The Speed/Distance/Time Calculator solves the fundamental motion equation. Enter any two values and it instantly computes the third. Useful for trip planning, running pace analysis, or physics homework.

The calculator handles speed in km/h, mph, m/s and knots, distance in kilometres, miles, metres and nautical miles, plus three time units (hours, minutes, seconds), converting everything through a common base internally so you can mix metric, imperial and nautical without thinking about it. Enter a departure time and it also works out your arrival clock time.
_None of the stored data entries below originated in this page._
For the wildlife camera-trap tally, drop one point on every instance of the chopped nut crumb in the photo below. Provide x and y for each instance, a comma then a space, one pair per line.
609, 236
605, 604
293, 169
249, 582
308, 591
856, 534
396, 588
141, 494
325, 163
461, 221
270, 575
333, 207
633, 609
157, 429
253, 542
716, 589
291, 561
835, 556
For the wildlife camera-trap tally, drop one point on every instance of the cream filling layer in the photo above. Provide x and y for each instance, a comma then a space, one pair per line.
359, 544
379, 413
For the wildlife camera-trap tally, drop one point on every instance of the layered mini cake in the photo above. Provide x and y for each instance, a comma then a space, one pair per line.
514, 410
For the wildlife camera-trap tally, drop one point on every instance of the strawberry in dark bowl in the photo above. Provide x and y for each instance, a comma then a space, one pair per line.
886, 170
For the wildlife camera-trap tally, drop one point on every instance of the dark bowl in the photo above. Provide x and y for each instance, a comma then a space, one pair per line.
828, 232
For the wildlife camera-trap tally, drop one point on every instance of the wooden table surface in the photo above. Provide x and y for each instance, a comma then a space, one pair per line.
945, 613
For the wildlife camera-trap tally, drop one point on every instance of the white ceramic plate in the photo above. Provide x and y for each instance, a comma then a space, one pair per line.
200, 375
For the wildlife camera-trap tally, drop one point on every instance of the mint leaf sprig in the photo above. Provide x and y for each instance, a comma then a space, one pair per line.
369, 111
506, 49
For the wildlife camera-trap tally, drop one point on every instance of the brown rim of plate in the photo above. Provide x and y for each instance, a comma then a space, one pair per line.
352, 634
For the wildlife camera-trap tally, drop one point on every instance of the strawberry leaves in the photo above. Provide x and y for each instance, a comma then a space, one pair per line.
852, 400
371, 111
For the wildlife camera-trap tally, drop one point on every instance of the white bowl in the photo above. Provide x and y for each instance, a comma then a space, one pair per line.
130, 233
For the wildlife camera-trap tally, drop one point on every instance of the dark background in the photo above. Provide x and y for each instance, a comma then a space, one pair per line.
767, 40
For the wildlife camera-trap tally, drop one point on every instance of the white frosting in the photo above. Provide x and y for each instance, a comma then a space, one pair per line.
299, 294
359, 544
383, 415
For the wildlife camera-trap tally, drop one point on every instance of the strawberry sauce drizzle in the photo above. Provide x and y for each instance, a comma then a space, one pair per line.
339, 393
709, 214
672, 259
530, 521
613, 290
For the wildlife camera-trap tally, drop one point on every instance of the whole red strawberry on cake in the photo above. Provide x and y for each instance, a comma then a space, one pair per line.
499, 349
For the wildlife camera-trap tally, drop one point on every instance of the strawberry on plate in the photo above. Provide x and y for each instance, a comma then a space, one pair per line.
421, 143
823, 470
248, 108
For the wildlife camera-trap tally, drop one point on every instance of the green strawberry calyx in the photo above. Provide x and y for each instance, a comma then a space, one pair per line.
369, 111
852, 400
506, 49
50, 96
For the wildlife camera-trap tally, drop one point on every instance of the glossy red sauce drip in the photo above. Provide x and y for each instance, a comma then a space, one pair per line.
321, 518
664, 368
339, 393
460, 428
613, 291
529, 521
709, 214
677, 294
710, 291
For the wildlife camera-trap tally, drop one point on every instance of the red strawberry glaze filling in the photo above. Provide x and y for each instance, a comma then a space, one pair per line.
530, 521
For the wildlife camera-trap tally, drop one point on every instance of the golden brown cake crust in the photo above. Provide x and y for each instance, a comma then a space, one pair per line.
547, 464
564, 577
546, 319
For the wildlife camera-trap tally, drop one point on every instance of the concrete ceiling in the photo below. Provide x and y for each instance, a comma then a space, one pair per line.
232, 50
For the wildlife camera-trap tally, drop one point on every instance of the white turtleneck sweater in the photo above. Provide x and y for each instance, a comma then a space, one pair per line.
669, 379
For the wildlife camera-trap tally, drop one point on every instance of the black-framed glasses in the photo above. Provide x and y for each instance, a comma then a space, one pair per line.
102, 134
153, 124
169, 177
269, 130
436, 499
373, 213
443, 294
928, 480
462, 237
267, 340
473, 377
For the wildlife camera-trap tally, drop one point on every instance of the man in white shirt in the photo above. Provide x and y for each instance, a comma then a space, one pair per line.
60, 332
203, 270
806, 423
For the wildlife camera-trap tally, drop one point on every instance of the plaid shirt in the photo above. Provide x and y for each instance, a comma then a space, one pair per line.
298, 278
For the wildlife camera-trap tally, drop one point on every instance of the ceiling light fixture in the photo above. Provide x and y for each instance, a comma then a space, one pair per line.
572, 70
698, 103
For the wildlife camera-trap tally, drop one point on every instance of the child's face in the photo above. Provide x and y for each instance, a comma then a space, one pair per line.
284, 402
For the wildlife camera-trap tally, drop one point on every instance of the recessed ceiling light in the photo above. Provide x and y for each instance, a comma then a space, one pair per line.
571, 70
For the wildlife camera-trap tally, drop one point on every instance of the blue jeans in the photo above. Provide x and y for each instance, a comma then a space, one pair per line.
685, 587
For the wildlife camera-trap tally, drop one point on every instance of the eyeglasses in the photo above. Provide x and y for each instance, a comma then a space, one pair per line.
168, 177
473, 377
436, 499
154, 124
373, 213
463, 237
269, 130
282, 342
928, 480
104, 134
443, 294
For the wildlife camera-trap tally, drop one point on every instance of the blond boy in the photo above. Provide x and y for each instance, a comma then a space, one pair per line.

Results recompute instantly on every input change — no submit button.

How to use

  1. Step 1 — Choose which value you want to calculate: speed, distance, or time.
  2. Step 2 — Enter the two known values with their units (e.g., km/h, miles, hours).
  3. Step 3 — The missing value is calculated instantly. Copy the result or adjust inputs to explore different scenarios.

When to use

  • Estimating arrival time before a long drive or train journey.
  • Working out the pace you need to hit a target finish time in a run.
  • Solving high-school physics problems involving constant velocity.

Result

Planning a road trip: you know the distance is 450 km and you want to arrive in 5 hours. Select 'Calculate Speed' and enter 450 km and 5 hours to find you need to average 90 km/h.

FAQ

Does the calculator assume constant speed the whole way?
Yes. The underlying equation is speed = distance / time, so it gives the average needed to cover the distance in that time. Real trips have slowdowns, traffic, breaks. Use it for planning and reality-check against a buffer.
Can I mix units, like miles for distance and km/h for speed?
Yes. Each row has its own unit dropdown, so you can enter distance in miles, leave speed in km/h, and ask for time in minutes. Internally everything converts to km, km/h and hours before the formula runs.
How do I figure out pace per kilometre for running?
Quickest way: switch to the Pace tab, pick a race distance like 5K or marathon (or type your own), enter your finish time, and it shows pace in both min/km and min/mile. You can also do it on the Calculator tab — set distance to 1 km, time to your target pace, and solve for speed; the km/h roughly equals 60 divided by your pace.
Why is m/s an option — when does anyone use that?
Metres per second is the SI base unit and shows up in physics problems, engineering specs, and sports like swimming. It's also handy when you want a feel for very low speeds: 1 m/s is a comfortable walking pace.
What if I enter zero or leave a field blank?
The calculator waits until both known values are positive numbers before computing. A blank or zero on one of the two inputs simply hides the result rather than dividing by zero. Fix the input and the answer reappears.